男は自らの手首を刃で裂いた。溢れ出た血が宙に舞い、たちまち赤黒い槍となって腕に絡みつく。
「侵入者か……ここに足を踏み入れた罪、血で贖え」
槍が閃き、空気を裂く音と共に迫ってくる。私は咄嗟に身を翻した。
---
槍を上から振り回し、血が四方へ散る。その一滴が壁に触れ――轟音と共に爆発が起こった。
ドッカァァァーーン!
「ちっ……!」
咄嗟に腕で顔を庇いながら後退する。
「知っているか、少年」甲冑の男が低く言った。「我ら聖騎士は、己が血を糧に武器を育てる。聖なる犠牲をもって神の敵を穿つのだ」
「そんなの……聖騎士じゃない!」
「黙れ!」
槍が横薙ぎに迫る。
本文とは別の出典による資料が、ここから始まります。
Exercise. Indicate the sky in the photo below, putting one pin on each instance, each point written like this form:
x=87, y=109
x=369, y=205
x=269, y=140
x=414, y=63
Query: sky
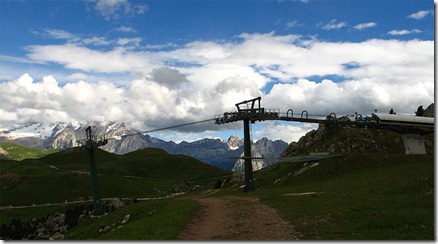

私は契約を発動する。
「天転契約――反転盾界!」
光の盾が展開し、槍を弾いた。火花のように血が弾け、逆方向に爆ぜる。
「なに……跳ね返しただと!」
私は畳みかける。
「天転契約――鉄拳天拳!」
三つの小さな天扉が宙に浮かび、光の拳が甲冑の男に殴りかかる。
ガンッ! ゴンッ! 鈍い衝撃音が広間に響く。だが男は血の膜を全身に纏い、衝撃を逸らした。
「無駄だ。血は我が鎧。どれほど殴ろうと届かぬ!」
血槍が再び振るわれる。今度は突き。盾で防ぐが、衝撃で腕が痺れる。
男はさらに自らの腹を槍で突いた。
ごぼりと血が溢れ、それが宙で螺旋を描き、新たな槍を形成する。
「二槍流……」
二本の血槍が同時に襲いかかってくる。
私は後退しながら盾を展開し続けるが、爆発と衝撃で壁に叩きつけられた。
「ぐっ……!」
口から血が滲む。だがまだ立てる。
「諦めろ。神に抗う者に未来はない」
「黙れ! お前たちがやってることは正義じゃない!」
私は盾で一撃を受け流し、カウンターで天拳を放つ。三つの拳が左右から挟み撃ちにし、最後の一撃が男の顔面を捉えた。
甲冑が揺らぎ、血膜が一瞬弾ける。
隙だ――!
私は地を蹴り、拳を突き出した。小さな天扉を展開し、拳を加速させる。
「天拳ッ!」
甲冑の胸部に直撃。金属音と共に男の体が吹き飛び、壁に叩きつけられる。
終幕
男は膝をつきながら呻いた。
「なぜだ……血の力が……」
甲冑の隙間から黒い煙が漏れ出す。肉体が崩れ、呻き声と共に床へ崩れ落ちた。
広間に静寂が戻る。私は肩で息をしながら壁に寄りかかる。
危なかった……大技は封じられている。今の戦いも、完全に消耗戦だった。
だが、ここで長居はできない。
遠くから足音が近づいてくる。
「……逃げないとな」
私はそう呟き、暗い通路の奥へ駆け出した。